Yokoyama Shohei, Tsutahara Kouichi, Fukuhara Shinichirou, Mori Naoki, Hara Tsuneo, Yamaguchi Seiji, Adachi Shirou
The Department of Urology, Ikeda Municipal Hospital.
Hinyokika Kiyo. 2005 Jun;51(6):403-5.
We report a case of primary small cell carcinoma of the urinary bladder. A 74-year-old woman was referred to our hospital because of pollakiuria. Cystoscopy showed a papillary tumor. We operated transurethral resection of the bladder tumor (TUR-Bt). Histopathological finding was transitional cell carcinoma (TCC), grade3, pT1 containing pTis. About six months later, tumor recurred to the bladder. Pathologic diagnosis was TCC in part and most was small cell carcinoma. Pelvic magnetic resonance imaging revealed a huge mass lesion with extravesical extension in the urinary bladder, and computed tomography scan showed external iliac lympho node metastasis. The rapid rise of a tumor maker NSE and pro-GRP were remarkable. It was diagnosed as a rapid advance of small cell carcinoma. We performed pelvic radiotherapy, and chemotherapy using carboplatin (CBDCA) and etoposide (VP-16). However 14 months after it had left hospital, computed tomography showed paraaortic lympho node metastasis. The patient died due to rapidly progressive disease.
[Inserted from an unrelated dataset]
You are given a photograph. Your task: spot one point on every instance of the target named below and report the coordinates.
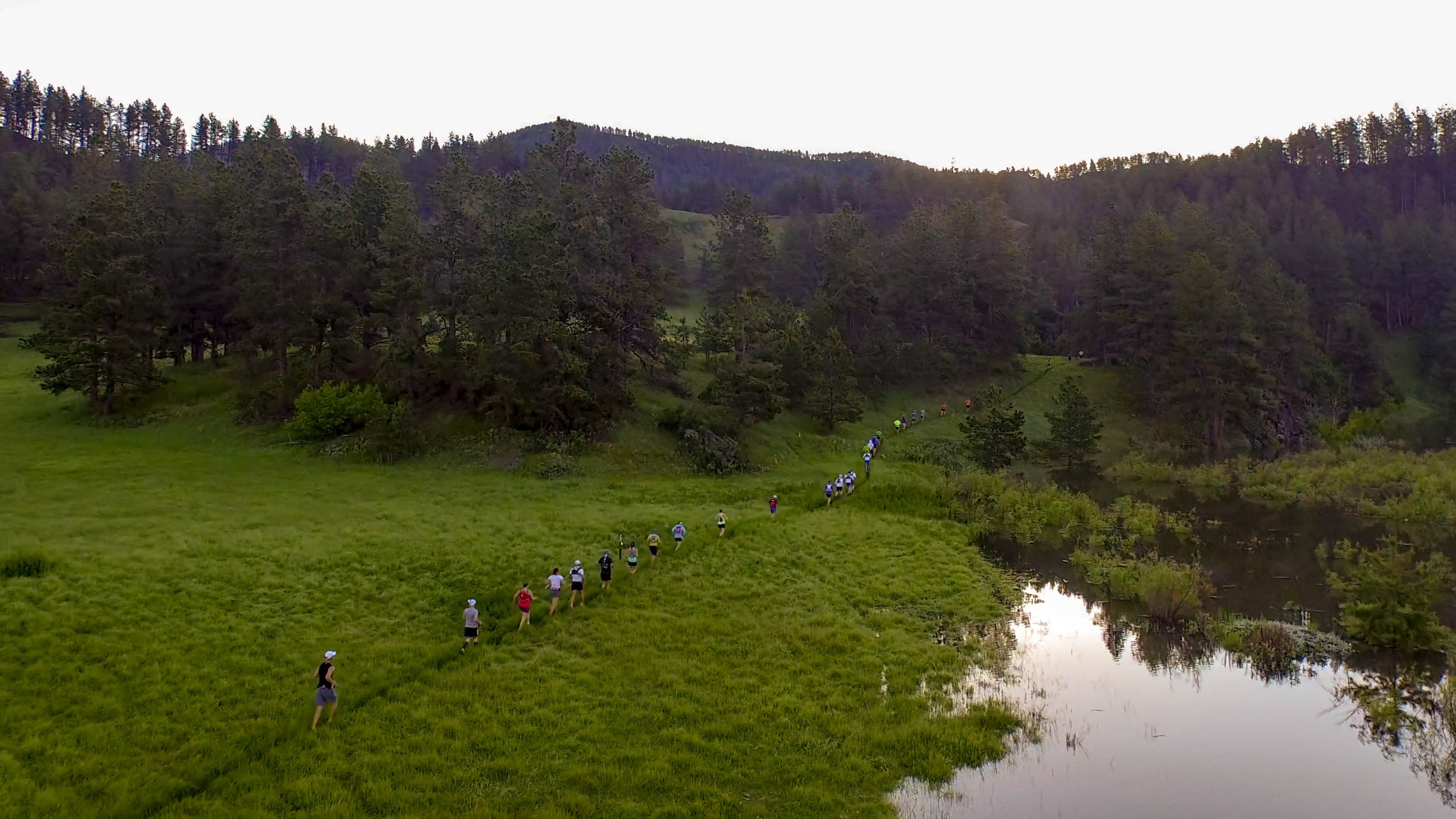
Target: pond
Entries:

我们报告一例原发性膀胱小细胞癌。一名74岁女性因尿频被转诊至我院。膀胱镜检查发现一个乳头状肿瘤。我们实施了经尿道膀胱肿瘤切除术(TUR-Bt)。组织病理学检查结果为移行细胞癌(TCC),3级,pT1包含pTis。大约六个月后,肿瘤复发至膀胱。病理诊断部分为TCC,大部分为小细胞癌。盆腔磁共振成像显示膀胱内有一个巨大的肿块病变并向膀胱外扩展,计算机断层扫描显示髂外淋巴结转移。肿瘤标志物NSE和pro-GRP迅速升高显著。诊断为小细胞癌快速进展。我们进行了盆腔放疗,并使用卡铂(CBDCA)和依托泊苷(VP-16)进行化疗。然而出院14个月后,计算机断层扫描显示腹主动脉旁淋巴结转移。患者因疾病快速进展死亡。